Everyone acknowledges the wood-burning oven is the best choice but it costs thousands of dollars and requires hours of preparation time when you want to use it. One shortcut gaining in popularity has been to modify outdoor grills with pizza stones. The Pizzeria Pronto oven is essentially a purpose-built outdoor grill. It contains a gas burner beneath a double pizza stone — the company sells the same stone combination for conventional grills — with a top that is open in the front so you can slide the pizza onto the stone.
The oven will “only” get up to 700 degrees while a real wood-burning oven can reach 800 degrees. However, it is ready in 15 minutes — you just connect it to a propane tank and turn it on. The results are quite good — much better than anything I’ve been able to achieve with a conventional oven (and I’ve tried every trick out there). Because the oven is fairly small, you’ll only be able to make a plate-sized pizza and it takes some practice to negotiate the pizza through the short opening. However, the small size is a plus since you can take it with you on vacations, and the clever design allows it to sit on a table so you aren’t forced to slide pizzas while on your knees.
Other than the oven, pizza-making requires little infrastructure, so I like to think of this little thing as a tool that enables vegetarians to compete with the portable outdoor cooking fun that was previously the exclusive province of meat-eaters.
Here are a couple of additional thoughts:
I use two pizza peels with the oven. They have to be less than 13” in width in order to fit inside the opening. When the uncooked pizza is first slid into the oven, I use a very smooth wooden peel made by Epicurean.
Even when you coat the peel in flour, pizza dough tends to stick to the peel — one of life’s major frustrations as attempting to liberate it with more flour often means you end up poking a hole in the dough. The Epicurean peel gives you the best chance for a pizza to slide properly of any I’ve tried. I don’t know how anyone gets an uncooked pizza to slide off of a metal peel. By contrast, to remove the pizza, you want a peel with an extremely thin edge to liberate the crust from the stone. Since in the Pizzeria Pronto the stone is extremely hot, you also want one made of metal, so you don’t burn or discolor your wooden peel — charred wood does not add to the flavor of your pizza. I use this 12” one. Two peels also allows a bit of pipelining in the pizza-making process.

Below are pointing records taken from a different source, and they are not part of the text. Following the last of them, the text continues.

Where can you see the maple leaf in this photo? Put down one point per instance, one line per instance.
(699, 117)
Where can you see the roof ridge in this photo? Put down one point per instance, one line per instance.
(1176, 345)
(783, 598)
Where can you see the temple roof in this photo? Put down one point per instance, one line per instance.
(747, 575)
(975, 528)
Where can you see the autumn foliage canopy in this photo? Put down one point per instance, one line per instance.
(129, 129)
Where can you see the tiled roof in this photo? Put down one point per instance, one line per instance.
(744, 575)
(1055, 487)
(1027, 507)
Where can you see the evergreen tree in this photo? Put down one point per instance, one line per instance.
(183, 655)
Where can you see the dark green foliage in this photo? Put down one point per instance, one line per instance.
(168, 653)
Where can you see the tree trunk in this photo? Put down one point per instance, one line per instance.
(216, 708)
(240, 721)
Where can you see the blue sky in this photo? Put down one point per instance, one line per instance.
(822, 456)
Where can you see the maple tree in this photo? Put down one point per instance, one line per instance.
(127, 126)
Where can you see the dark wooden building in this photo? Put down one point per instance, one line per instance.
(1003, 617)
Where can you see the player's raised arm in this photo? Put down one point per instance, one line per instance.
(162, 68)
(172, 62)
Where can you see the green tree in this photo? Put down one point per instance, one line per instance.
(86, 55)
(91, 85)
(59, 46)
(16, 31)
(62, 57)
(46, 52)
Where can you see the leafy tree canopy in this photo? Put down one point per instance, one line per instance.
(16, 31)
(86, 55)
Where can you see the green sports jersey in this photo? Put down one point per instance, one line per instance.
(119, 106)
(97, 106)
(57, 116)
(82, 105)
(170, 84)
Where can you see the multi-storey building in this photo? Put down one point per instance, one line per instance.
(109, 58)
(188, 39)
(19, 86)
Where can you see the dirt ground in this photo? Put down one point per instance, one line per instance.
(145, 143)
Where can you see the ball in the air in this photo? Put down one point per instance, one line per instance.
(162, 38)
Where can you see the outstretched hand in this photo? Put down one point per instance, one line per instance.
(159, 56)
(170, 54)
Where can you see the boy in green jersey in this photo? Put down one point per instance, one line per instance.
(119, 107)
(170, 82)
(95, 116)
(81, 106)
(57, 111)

Because this oven heats the air by heating under the stone, the bottom of the crust can burn unless you use the right recipe. I’ve had excellent results with the pizza dough recipe in the book Flour Water Salt Yeast by Ken Forkish, owner of Ken’s Artisan Pizza in Portland, Oregon. (This book, by the way, is a Cool Tool in and of itself. Absolutely stunning results using only four ingredients, your hands, and a plastic tub.)
Combine Ken’s recipe with this oven and you can achieve a crust with a crisp exterior and puffy interior you might have thought was completely beyond your grasp.
I originally bought this classic Italian coffee maker for camping, but the coffee was so good I use it every day. It is so simple to use and the result is superb. I prefer French roast coffee in this coffee maker. It comes in 1,3,6,9 and 12 cup versions. The 6 cup version gives you enough coffee for a good mug of strong/bold coffee. It is very sturdy and well made in Italy. It does require hand washing and not dishwasher safe, but the simple process of pouring water in the well and putting the coffee in the filter cup and screwing it together and putting on a stove, makes enjoying the end result a rewarding experience.
We love the convenience of a Keurig, but aren’t crazy about continually buying pre-filled K-cups. So, we purchased the stainless steel, refillable Ekobrew k-cup. Comes with a metal hinge so it won’t break after being heated and cooled over and over. And, it allows us to buy a pound of coffee of our choice and use it in the Keurig. Also, it’s much better from an environmental perspective in that we aren’t throwing away all those once used k-cups.